The truck that arrived on Tuesday was a small U-Haul number that most of us normal folks use to accomplish local moves... the kind that has pictures all over it with the message RENT THIS FOR ONLY $19.95! (On the rear bumper is the fine print about the mileage charges). After the situation at the Lakeland apartment building, I'm sure when the drivers pulled into this place they thought they were driving through the Pearly Gates: an apartment on the ground floor of a building where they could back the truck up to an exterior door just down the hall. They seemed typically taciturn when they knocked on the door and scoped the place out, but back out at the truck, where they didn't know I was watching, they performed the Russian equivalent of a high-five... I won't go into details, but it involves dancing and vodka.
So the return of the furniture went rather smoothly and a lot more quickly than its pick-up in Lakeland. Of course, other than unwrapping the furniture, there was no unpacking involved, so that cut down on the time. The only glitch was a missing headboard. But the driver smacked his forehead and assured us he knew exactly where he had left it back in South Carolina, and he'd get it to us the next time he was in the neighborhood with no ransom involved. Since it was a flat, ornamental headboard rather than a major piece of furniture, we put this in the "if dreams really do come true" column and signed off on the paperwork. I felt a bit wistful as I said do svidaniya to the drivers and watched the truck pull away. We had been through a lot together, and a special bond had been formed between the drivers and I, no doubt aided by the fact that I could only understand every fifth word they said.
Kevin and Lynne (Sue's brother and sister-in-law) were bringing Sue's folks up the following Saturday for the final move-in, so Sue and I had a few days to unpack some stuff, hook up the home theater and get the furniture prospectively arranged. That's when we noticed that the bedroom closet in this apartment was considerably smaller than its counterpart in Lakeland. Apparently the architects had decided that today's active senior gets by with a couple of shirts, a pair of chinos, and one set of orthopedic sneakers, because the closet was roughly the size of the restroom on a commercial jet. Sue and I should have noticed this before, but... well... we didn't. It wasn't till we started unpacking that we could see that the ratio of clothes to closet space was going to be a problem whose solution required quantum mechanics or high-compression hydraulics. We addressed it immediately by postponing any action till Kevin and Lynne and the folks arrived.

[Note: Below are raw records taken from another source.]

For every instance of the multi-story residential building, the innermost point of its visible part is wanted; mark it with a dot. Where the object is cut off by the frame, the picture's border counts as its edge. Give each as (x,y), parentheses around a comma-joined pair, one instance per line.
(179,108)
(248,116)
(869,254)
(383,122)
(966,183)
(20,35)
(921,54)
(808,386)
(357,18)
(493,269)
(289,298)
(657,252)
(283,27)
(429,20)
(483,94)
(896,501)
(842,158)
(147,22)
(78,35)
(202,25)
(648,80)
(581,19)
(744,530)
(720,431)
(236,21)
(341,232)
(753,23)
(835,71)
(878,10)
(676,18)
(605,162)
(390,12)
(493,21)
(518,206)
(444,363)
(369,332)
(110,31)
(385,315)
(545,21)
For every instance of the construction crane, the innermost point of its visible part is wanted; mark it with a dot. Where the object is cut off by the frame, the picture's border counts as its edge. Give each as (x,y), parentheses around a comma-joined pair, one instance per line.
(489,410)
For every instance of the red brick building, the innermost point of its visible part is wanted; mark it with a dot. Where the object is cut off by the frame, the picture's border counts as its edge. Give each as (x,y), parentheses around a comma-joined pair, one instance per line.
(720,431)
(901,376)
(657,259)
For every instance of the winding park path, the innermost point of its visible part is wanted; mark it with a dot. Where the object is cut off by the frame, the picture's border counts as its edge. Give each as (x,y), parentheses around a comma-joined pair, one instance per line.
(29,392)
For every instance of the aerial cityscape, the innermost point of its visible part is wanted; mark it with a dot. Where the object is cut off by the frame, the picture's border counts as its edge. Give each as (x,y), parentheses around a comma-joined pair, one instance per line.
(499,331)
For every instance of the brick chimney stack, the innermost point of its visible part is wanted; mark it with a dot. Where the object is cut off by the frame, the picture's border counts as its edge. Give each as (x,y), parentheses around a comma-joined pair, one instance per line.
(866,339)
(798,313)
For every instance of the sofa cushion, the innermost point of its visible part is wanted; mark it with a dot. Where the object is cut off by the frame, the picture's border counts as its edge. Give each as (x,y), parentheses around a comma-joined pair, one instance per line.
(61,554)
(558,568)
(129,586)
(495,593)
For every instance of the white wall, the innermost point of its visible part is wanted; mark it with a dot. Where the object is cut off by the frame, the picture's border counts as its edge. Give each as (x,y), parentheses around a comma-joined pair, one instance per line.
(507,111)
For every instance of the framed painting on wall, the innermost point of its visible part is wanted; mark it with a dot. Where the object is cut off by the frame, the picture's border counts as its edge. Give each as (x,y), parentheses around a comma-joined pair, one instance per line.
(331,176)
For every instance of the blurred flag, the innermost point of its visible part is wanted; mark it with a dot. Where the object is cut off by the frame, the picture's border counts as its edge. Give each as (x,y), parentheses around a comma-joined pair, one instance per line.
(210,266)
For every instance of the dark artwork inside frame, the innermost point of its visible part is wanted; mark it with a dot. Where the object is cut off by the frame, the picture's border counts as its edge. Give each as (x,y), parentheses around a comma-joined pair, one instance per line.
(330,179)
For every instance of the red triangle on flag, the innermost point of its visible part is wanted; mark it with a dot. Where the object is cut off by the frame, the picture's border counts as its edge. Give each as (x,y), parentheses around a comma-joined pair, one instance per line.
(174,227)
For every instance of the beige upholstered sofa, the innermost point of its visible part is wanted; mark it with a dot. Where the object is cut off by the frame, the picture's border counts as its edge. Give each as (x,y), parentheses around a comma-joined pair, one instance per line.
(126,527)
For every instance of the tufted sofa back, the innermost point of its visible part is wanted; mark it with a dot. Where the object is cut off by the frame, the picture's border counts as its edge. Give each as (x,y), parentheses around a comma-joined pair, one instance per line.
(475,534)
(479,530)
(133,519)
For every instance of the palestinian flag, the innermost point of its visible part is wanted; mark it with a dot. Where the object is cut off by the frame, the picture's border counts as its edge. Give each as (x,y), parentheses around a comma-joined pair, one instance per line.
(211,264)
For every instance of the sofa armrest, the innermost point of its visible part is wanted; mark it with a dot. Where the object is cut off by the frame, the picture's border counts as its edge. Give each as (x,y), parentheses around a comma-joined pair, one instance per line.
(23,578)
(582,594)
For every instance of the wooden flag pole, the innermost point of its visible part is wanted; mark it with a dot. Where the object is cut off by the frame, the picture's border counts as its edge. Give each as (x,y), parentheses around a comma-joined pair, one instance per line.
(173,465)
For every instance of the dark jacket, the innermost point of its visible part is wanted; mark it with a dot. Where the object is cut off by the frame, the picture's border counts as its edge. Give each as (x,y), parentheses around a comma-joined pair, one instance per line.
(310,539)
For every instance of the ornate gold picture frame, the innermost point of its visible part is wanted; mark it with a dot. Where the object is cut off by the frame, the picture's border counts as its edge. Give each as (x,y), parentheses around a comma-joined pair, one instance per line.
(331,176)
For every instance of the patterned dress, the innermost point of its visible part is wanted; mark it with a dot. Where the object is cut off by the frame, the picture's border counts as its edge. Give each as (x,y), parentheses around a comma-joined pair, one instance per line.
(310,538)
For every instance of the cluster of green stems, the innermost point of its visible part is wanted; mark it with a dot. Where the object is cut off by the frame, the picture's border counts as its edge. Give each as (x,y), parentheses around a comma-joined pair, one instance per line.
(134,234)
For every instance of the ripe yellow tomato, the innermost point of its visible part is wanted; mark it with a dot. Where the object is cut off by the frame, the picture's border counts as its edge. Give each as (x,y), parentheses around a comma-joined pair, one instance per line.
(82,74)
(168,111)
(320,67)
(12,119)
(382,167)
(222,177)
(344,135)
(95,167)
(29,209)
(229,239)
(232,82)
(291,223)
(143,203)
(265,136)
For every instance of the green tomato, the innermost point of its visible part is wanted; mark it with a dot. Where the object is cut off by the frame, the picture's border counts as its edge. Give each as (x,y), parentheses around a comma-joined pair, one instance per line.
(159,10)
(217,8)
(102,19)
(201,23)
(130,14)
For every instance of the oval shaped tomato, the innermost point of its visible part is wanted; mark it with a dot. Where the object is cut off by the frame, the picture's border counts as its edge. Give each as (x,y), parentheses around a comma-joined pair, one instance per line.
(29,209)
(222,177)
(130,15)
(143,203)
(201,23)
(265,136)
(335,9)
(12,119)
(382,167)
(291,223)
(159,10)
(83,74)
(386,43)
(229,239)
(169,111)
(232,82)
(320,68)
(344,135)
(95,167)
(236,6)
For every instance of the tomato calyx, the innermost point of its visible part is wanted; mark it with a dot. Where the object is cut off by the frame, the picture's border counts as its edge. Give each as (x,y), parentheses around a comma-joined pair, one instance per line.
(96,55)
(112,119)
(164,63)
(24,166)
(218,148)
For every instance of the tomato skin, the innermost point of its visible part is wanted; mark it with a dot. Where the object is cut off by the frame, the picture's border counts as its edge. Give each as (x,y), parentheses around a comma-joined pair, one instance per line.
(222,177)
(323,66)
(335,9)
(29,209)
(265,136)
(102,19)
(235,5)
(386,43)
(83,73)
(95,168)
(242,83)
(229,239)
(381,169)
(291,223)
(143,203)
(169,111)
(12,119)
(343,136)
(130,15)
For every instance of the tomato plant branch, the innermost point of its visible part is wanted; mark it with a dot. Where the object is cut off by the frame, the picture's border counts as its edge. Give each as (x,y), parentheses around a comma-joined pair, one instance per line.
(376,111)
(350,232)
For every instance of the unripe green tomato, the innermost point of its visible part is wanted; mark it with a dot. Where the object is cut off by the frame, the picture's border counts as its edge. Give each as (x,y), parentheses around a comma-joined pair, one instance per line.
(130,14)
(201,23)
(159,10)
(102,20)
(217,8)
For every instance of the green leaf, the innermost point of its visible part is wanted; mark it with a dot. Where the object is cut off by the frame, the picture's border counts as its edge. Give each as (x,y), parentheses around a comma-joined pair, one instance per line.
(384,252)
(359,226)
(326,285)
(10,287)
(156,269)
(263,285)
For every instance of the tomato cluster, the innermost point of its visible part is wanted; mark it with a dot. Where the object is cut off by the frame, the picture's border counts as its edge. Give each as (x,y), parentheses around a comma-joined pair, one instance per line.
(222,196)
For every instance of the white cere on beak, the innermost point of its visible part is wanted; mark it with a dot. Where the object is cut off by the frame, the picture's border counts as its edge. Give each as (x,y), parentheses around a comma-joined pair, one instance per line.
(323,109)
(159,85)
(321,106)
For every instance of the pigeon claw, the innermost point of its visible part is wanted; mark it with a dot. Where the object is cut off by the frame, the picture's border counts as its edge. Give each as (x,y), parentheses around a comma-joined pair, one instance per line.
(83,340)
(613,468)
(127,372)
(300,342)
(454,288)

When the big day came, it was great, the epitome of a
family rallying together... sort of like a barn-raising but without the
ropes and lumber and people who don't believe in zippers. All five
grandkids were there to do the things that the older generation could
still get away with telling them to do. The closet conundrum was
addressed on two fronts:
1. Kevin attacked the closet. He's more accomplished as a home-handyman
than I am, in the sense that, while I'm laying down a drop-cloth to oil
a squeaky hinge, he's putting together a nuclear water-heater with a
hammer and a Swiss army knife. So he sized up the closet in short order,
went down to Lowes (a place I have yet to work up the nerve to enter),
and came back with materials to better utilize the space for storage.
2. Sue and Lynne and Mom started paring down the wardrobe. Sue and Lynne
were merciless... if a piece of material hadn't touched human flesh
within the past 18 months, it was gone, relegated for donation. Ben and
Sam took the boxes of clothes down to Goodwill, which immediately made
plans to open another outlet.
By the end of the day, things were unpacked, pictures were hung, furniture was arranged, and everybody lived happily ever after at Hometown Buffet. It was a great day. Mom and Dad seemed to like the place and they had been real troupers in putting up with the entire process of relocation. Of course, they'd still have to adjust to a world where we could drop by at a moment's notice, but the human spirit is resilient given time.

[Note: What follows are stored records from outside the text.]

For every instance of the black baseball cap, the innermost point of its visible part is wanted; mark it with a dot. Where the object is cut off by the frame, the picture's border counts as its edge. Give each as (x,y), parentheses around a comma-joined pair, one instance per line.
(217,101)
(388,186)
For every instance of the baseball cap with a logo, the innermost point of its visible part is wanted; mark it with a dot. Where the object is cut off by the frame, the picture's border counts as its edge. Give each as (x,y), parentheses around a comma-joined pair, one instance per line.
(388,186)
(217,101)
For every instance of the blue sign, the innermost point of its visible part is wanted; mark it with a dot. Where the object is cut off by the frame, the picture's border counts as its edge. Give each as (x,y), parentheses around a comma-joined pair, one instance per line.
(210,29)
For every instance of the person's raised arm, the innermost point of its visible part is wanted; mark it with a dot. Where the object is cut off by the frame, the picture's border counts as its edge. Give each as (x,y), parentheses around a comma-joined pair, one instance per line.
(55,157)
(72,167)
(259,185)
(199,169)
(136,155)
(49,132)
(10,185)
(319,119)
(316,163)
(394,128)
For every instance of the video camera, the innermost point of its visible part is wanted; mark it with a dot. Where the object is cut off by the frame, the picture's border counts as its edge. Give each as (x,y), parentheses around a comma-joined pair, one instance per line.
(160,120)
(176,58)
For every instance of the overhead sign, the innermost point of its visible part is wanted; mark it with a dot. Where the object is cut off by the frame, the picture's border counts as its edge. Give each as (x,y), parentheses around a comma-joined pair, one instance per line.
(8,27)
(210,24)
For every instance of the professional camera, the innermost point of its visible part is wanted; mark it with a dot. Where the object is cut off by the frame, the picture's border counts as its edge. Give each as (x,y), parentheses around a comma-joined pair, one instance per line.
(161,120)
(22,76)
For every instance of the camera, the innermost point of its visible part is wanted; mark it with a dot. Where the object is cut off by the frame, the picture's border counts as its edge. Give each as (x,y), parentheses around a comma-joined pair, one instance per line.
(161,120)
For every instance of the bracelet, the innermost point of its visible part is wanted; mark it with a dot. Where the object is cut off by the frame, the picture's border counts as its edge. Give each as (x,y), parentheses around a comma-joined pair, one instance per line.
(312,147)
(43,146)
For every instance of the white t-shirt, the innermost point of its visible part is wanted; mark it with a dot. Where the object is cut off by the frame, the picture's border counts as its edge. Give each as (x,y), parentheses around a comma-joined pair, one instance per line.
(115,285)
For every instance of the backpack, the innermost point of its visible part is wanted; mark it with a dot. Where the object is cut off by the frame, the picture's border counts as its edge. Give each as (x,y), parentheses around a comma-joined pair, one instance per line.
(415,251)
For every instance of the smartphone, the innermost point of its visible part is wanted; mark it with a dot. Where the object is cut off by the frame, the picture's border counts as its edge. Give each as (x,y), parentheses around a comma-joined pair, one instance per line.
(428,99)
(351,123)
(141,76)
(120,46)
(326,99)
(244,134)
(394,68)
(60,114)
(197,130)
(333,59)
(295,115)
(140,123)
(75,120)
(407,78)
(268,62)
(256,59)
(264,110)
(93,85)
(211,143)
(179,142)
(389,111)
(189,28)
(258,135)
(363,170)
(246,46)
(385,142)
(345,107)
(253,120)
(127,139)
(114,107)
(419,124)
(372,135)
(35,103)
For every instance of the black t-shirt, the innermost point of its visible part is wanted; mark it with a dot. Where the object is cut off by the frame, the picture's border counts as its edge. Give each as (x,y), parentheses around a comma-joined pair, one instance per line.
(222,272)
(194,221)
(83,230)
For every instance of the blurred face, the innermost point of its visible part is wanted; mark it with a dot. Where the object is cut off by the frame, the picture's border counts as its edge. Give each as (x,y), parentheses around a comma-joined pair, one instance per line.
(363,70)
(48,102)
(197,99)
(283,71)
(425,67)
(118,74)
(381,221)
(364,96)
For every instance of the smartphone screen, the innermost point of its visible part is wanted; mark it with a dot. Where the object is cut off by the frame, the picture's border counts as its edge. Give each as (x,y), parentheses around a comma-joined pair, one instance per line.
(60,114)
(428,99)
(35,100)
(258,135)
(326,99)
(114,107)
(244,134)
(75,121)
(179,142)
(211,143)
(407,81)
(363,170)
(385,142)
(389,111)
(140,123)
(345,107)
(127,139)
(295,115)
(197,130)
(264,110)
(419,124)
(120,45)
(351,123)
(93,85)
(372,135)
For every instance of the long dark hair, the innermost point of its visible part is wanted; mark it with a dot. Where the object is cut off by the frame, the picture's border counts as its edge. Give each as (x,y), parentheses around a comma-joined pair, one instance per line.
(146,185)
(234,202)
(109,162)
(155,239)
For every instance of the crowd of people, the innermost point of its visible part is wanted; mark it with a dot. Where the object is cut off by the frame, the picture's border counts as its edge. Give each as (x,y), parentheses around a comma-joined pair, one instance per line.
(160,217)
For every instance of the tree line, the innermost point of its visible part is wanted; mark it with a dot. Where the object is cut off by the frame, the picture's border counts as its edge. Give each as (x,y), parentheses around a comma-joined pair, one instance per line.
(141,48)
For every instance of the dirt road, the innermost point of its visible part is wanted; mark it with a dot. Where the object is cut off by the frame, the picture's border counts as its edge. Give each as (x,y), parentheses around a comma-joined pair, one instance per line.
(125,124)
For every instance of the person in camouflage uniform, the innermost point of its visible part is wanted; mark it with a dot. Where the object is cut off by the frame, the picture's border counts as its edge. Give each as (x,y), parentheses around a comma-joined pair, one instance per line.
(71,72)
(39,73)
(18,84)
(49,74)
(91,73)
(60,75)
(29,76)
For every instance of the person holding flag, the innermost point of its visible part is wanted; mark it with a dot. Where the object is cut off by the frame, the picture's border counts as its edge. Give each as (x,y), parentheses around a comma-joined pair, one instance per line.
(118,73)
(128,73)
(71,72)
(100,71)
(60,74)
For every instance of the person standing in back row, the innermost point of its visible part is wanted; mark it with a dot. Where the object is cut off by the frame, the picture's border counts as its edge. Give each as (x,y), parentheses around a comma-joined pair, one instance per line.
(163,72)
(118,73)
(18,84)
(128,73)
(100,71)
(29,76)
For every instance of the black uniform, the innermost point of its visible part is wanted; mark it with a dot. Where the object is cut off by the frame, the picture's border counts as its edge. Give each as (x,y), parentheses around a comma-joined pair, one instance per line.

That's about it except for a couple of post-scripts:
- As Mom and Dad settled in, and as other tenants in adjoining apartments did the same, it came to our attention that perhaps I had set the sub-woofer level on their home theater system a little high. After some time, the upstairs neighbors realized that daily 6.7 tremors were a bit excessive even by southern California standards, and traced the source back to the Curren apartment. We sent Ben and Sam over to do some fine-tuning to the neighbors' hearing aids, and everything's okay now.
-About a month after the move-in, I got a phone call that, by the very fact of its unintelligibility, alerted me that the wayward headboard had made it home. I told the driver I'd meet him on the curb in front of the apartment complex and, sure enough, he rolled his 75-footer up to the municipal bus stop, opened up the side-door of the trailer, and handed me the headboard, none the worse for wear after taking the scenic route. Then, as quickly as he appeared, the Russian stranger was gone. I doubt our paths will cross again, which is probably just as well... reminiscing would just be awkward.